Stable Diffusion is an open-source alternative to OpenAI DALL-E 2 that runs on your graphics card.
You have a whole range of products available if you want to use artificial intelligence to generate images via text input. Besides the forerunners, DALL-E 2 from OpenAI and the weaker Craiyon, especially Midjourney is very popular.
Recently, startup StabilityAI announced the release of Stable Diffusion, a DALL-E 2-like system initially available through a closed Discord server.
What makes Stable Diffusion special is that the powerful generative model was jointly developed by researchers from Stability AI, RunwayML, LMU Munich, EleutherAI and LAION. It is open-source and runs on a standard graphics card.
Stable Diffusion is available on many platforms
To train the Stable Diffusion model, Stability AI used 4,000 Nvidia A100 GPUs and a variant of the LAION-5B dataset. Stable Diffusion can therefore generate images of prominent people and other subjects that OpenAI does not allow with DALL-E 2.

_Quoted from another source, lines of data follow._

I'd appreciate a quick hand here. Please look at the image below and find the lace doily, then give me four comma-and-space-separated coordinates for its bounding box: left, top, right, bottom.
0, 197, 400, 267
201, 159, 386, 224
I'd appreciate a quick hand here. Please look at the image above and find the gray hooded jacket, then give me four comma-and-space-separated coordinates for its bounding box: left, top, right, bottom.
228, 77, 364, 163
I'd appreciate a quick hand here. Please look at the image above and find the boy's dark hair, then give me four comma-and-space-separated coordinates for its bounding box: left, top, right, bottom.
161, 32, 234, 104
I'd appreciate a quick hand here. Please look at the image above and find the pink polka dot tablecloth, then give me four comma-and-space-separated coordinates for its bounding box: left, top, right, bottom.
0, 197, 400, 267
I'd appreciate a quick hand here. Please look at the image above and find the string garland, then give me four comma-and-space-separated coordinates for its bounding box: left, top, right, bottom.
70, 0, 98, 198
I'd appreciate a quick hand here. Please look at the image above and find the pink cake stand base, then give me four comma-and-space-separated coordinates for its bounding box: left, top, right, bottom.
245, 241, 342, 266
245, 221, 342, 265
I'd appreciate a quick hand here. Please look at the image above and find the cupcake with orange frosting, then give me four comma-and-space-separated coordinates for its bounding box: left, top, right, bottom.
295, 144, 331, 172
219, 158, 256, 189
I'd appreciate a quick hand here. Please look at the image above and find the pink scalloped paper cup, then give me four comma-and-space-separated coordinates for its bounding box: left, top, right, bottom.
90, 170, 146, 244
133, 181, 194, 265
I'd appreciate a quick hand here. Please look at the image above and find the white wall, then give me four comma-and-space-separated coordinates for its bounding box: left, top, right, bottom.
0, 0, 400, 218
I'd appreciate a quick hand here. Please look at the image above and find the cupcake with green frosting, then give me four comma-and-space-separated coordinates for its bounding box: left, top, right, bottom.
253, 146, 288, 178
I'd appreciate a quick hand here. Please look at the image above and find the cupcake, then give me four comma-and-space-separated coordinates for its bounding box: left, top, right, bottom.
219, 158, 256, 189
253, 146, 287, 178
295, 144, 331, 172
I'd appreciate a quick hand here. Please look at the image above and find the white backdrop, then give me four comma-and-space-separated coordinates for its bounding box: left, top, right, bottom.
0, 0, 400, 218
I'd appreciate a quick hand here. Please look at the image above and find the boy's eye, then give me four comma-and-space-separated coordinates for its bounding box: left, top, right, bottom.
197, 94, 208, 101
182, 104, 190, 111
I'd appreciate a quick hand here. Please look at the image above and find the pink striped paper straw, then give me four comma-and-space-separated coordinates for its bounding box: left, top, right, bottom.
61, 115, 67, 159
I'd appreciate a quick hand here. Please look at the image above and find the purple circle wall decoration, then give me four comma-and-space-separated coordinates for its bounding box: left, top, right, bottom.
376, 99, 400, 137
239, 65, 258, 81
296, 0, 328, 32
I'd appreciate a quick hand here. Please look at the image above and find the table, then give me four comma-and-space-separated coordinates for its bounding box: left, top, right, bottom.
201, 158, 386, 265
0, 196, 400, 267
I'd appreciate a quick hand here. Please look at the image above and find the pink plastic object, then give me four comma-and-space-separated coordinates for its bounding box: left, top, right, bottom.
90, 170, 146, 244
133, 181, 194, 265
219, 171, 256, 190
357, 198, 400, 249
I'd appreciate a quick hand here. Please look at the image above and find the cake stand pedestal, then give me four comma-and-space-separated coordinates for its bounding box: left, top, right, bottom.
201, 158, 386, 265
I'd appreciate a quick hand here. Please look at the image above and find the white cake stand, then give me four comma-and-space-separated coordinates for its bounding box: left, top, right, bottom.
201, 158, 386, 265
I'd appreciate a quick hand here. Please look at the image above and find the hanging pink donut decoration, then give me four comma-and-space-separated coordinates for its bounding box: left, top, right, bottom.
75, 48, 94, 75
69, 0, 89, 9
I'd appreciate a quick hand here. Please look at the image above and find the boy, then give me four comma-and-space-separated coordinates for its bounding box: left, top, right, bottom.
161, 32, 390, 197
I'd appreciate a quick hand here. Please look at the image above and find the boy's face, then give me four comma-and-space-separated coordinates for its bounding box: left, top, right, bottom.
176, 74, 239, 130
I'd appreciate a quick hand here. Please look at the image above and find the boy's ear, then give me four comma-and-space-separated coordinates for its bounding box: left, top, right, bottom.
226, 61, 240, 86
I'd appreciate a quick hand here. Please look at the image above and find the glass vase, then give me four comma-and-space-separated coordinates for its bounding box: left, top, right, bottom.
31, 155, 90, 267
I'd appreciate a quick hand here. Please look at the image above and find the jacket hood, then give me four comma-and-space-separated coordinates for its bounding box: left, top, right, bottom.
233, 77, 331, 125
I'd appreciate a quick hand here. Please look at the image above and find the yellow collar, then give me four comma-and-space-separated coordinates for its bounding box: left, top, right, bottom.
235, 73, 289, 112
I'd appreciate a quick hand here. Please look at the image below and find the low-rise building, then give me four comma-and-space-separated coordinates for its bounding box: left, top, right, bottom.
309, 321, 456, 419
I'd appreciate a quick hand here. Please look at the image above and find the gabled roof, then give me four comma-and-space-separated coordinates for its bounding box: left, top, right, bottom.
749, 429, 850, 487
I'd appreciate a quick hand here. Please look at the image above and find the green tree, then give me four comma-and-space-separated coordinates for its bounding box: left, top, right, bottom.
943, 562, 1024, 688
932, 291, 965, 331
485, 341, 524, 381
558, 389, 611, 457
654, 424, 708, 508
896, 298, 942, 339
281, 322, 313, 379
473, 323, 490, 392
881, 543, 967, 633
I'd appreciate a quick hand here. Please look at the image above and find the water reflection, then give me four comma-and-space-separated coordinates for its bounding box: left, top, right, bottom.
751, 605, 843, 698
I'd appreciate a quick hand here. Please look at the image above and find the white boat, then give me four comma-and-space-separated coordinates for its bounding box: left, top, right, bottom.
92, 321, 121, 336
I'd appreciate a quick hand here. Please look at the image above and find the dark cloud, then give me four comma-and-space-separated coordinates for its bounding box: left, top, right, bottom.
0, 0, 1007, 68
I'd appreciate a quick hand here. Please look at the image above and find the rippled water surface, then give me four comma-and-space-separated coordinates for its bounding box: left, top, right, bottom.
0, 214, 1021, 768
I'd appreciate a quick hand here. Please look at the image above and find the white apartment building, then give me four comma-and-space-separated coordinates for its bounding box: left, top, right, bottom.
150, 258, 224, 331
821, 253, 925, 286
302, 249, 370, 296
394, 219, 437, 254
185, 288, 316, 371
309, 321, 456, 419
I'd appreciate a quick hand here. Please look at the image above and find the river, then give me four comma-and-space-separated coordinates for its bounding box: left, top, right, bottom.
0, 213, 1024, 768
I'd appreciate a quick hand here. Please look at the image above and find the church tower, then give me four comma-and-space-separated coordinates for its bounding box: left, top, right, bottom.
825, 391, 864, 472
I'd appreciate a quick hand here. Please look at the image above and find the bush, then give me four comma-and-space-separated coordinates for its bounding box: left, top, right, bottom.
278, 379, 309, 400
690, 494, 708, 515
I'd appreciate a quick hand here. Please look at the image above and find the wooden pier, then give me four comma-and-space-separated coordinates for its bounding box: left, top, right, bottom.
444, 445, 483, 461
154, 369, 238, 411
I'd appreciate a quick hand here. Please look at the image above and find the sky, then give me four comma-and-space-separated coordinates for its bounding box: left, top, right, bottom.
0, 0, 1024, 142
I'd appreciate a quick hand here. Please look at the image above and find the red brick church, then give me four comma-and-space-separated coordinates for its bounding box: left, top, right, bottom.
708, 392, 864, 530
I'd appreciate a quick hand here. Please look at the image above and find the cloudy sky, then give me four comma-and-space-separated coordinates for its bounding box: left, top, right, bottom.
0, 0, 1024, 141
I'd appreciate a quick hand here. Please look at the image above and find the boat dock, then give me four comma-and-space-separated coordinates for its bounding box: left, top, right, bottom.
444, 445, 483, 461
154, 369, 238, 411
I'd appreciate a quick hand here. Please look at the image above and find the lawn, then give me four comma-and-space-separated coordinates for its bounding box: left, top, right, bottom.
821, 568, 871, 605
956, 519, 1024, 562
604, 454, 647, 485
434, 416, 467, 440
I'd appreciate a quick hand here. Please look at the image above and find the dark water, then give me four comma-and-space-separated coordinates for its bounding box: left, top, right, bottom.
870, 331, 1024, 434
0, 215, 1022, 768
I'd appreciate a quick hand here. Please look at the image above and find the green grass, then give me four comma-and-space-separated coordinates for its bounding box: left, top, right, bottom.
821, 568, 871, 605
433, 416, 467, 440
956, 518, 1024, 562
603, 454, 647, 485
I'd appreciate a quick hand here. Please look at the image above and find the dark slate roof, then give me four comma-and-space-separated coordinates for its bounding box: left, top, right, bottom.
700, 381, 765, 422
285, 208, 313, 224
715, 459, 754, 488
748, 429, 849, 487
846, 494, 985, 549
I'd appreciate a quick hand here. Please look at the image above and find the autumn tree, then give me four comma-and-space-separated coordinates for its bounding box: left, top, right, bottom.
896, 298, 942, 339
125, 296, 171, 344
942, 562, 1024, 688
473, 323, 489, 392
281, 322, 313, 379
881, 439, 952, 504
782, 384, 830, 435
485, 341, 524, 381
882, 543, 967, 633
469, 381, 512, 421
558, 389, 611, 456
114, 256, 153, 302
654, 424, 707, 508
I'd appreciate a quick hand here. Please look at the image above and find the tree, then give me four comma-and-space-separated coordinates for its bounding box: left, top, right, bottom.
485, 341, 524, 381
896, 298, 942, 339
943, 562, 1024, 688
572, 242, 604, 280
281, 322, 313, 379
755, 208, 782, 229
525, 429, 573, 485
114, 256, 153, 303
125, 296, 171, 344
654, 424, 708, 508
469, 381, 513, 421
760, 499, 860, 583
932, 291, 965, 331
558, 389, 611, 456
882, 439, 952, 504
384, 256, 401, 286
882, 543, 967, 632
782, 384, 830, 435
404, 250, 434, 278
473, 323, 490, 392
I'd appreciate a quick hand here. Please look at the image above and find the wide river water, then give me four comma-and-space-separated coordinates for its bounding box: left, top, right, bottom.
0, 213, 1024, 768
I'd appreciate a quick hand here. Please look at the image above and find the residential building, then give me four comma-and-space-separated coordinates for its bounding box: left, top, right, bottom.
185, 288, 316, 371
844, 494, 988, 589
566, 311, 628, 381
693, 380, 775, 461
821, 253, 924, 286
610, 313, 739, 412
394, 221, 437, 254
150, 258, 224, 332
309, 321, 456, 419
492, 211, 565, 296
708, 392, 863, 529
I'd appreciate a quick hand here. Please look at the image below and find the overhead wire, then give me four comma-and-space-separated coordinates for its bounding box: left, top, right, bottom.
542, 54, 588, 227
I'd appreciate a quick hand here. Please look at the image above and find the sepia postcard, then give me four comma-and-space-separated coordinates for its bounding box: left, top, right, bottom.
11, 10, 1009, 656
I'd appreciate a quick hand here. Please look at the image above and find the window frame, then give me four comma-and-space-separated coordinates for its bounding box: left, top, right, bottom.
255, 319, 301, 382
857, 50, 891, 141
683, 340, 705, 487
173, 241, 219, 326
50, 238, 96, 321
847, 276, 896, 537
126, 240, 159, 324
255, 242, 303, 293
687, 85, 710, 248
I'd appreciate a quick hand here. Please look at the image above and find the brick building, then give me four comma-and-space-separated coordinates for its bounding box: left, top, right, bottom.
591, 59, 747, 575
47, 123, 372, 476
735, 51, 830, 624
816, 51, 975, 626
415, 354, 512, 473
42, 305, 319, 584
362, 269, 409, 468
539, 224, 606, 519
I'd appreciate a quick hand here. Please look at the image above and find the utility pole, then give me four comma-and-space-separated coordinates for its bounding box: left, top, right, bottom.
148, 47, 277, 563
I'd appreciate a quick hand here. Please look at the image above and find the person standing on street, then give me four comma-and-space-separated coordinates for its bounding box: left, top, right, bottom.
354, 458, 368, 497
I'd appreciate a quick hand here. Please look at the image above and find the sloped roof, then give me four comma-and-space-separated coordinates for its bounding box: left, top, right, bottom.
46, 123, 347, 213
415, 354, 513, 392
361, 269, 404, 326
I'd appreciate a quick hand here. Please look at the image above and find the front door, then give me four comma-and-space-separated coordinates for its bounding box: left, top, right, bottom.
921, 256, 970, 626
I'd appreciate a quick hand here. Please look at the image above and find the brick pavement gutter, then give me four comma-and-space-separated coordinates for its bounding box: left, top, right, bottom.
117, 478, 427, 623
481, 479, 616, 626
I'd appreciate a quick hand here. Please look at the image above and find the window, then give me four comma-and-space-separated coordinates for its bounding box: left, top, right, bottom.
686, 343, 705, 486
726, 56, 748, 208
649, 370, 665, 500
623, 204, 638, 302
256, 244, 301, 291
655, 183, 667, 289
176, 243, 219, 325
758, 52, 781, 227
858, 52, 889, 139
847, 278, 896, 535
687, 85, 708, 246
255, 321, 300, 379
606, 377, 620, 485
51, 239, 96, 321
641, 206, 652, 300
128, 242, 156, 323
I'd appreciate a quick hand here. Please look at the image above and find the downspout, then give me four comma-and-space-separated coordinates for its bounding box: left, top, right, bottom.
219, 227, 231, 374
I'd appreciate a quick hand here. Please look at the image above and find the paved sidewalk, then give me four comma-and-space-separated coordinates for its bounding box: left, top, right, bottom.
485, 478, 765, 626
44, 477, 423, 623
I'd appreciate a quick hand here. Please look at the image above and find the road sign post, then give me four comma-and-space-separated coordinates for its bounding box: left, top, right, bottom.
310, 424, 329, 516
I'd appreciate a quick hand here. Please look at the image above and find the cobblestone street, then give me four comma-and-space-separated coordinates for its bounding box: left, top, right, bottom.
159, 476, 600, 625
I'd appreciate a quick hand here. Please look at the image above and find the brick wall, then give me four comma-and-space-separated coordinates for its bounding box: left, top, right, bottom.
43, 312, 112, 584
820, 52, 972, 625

After testing via Discord, Stability AI released access via the web interface Dreamstudio. Here, however, there is a NSFW filter ("not safe for work") and some restrictions on input. HuggingFace also offers a rudimentary web interface for Stable Diffusion.
Delighted to announce the public open source release of #StableDiffusion
!
Please see our release post and retweet! https://t.co/dEsBX7cRHwProud of everyone involved in releasing this tech that is the first of a series of models to activate the creative potential of humanity
- Emad (@EMostaque) August 22, 2022
Now the Stable Diffusion team has published the fully trained model on HuggingFace including the related code on Github. Less than a week ago, an older version of the model had already been leaked on 4chan.
Stable Diffusion runs on a local graphics card with a graphical user interface
With the nearly four gigabyte model and associated repos, anyone with an Nvidia graphics card with more than 4 gigabytes of VRAM can run Stable Diffusion locally. However, higher image resolutions require more VRAM.
AMD graphics cards are not officially supported, but can still be used with a few tricks. Apple's M1 chips are also supposed to be supported in the future.
Thanks to the open-source community, there is an option to run Stable Diffusion with a few lines of code in a local browser window with a functional interface (instructions for running Stable Diffusion locally). If you need help with prompts, you can use the excellent prompt builder.
Those without a suitable graphics card can continue to use Dreamstudio or resort to one of the numerous Google Collabs. More information and instructions can be found in the Reddit thread on running Stable Diffusion.
Midjourney's new beta model also uses Stable Diffusion as part of its graphics pipeline.
Midjourney just launched a beta version of their system, which combines Midjourney and Stable Diffusion. Here are a few examples. Made only by writing text prompts to their discord bot. To test it yourself, just write --beta after your Midjourney prompt.#midjourney #conceptart pic.twitter.com/Wj5PJ4npgR
— Martin Nebelong (@MartinNebelong) August 23, 2022
Stable diffusion ushers in a media revolution
Many people will use Stable Diffusion to create interesting images. Some will create questionable material with appropriately specialized Stable Diffusion variants. But Stable Diffusion is more than that: the enhancements added in the few hours after release, such as the user interface described above, are just the beginning.
The open-source community will develop numerous applications that will surprise and reach new media formats. After the first version of Stable Diffusion, there will be others that surpass the capabilities of the current version. Stability AI is already working on other open-source models, for example, for HarmonAI generative audio tools.
There's a sense of optimism in open-source AI research because until now, powerful generative AI systems have been limited by filters, access, and hardware requirements. The release of Stable Diffusion marks the beginning of a new era in which the open-source community has a free hand, as noted German AI researcher Joscha Bach points out on Twitter.
The public release of the Stable Diffusion model is not just the death knell of the stock photo industry. Unless there are significant legal changes, an ecosystem of apps that let everyone generate and modify audio, 3d, animations, video will trigger a media revolution.
- Joscha Bach (@Plinz) August 22, 2022
The researcher predicts nothing less than a media revolution. Anyone who has followed the development of generative AI in recent years knows that Bach has good reasons for his prediction.